The scene changed from desolate buildings to a well-muscled, less-clothed Bria look-alike. “…the Courier of Hope!

Bria’s lips curled, and she swallowed the gummy. Stupid trailers. Stupid theater that played stupid trailers. She removed the goggles, dumping them and the candy box on the floor. As she leaned back in her chair again, her arm brushed against Kristopher’s cool, mechanized body. He noted the goggles with a head tilt, but then his gaze fell to something past Bria. She turned to a see a tween girl in a conservative blue dress moving down the row.

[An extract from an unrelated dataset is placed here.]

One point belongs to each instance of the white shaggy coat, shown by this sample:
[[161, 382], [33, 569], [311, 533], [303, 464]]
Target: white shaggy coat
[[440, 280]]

The girl met Bria’s eyes and gave an excited wave.

“Hey, Nadine!” Bria signed. “Where’s your dad?”

Nadine motioned in the highly specific direction of somewhere behind her. “Getting snacks,” she signed back. “Says he trusts you not to kidnap me.” She plopped down next to Bria and focused on the screen. “Oh, wow! Is this your movie?”

Bria felt the candy turning her stomach. “If you’re suggesting I had any hand in this monstrosity, no.”

Nadine shrugged, but didn’t reply beyond that. On screen, Actress-Bria waved a gun fit to take down a small whale. She also passionately kissed a guy that real Bria had never met. Nadine devoured it; eyes wide, knees bouncing, the works.

“You know none of it happened like this, right?” Bria asked. As if to prove her point, the floor vibrated twice, and Actress-Bria shot the arm off a mutated rat-man.

Nadine’s knees stilled. “I know,” she signed, straightening with indignation as only a ten-year-old could. “But it’s… it’s like…” She circled her hands around each other, searching for the right word. “I like imagining that this is how things went. It helps me, you know?”

Bria didn’t know, but she nodded anyway. In a few minutes, Nadine’s dad entered the row with enough popcorn to make everyone’s hands smell permanently of salt and butter. Bria leaned back in her seat, scooping up the gummy box right as the trailer ended. Maybe she’d been a bit harsh on the film. But it did look ridiculous. She pulled out a gummy and shuffled it around her hand with a few hot kernels. The candy melted lines of green sugar across her palm. She took that as a bonus. If some stupid movie helped Nadine, Bria was the last one who’d wish that away.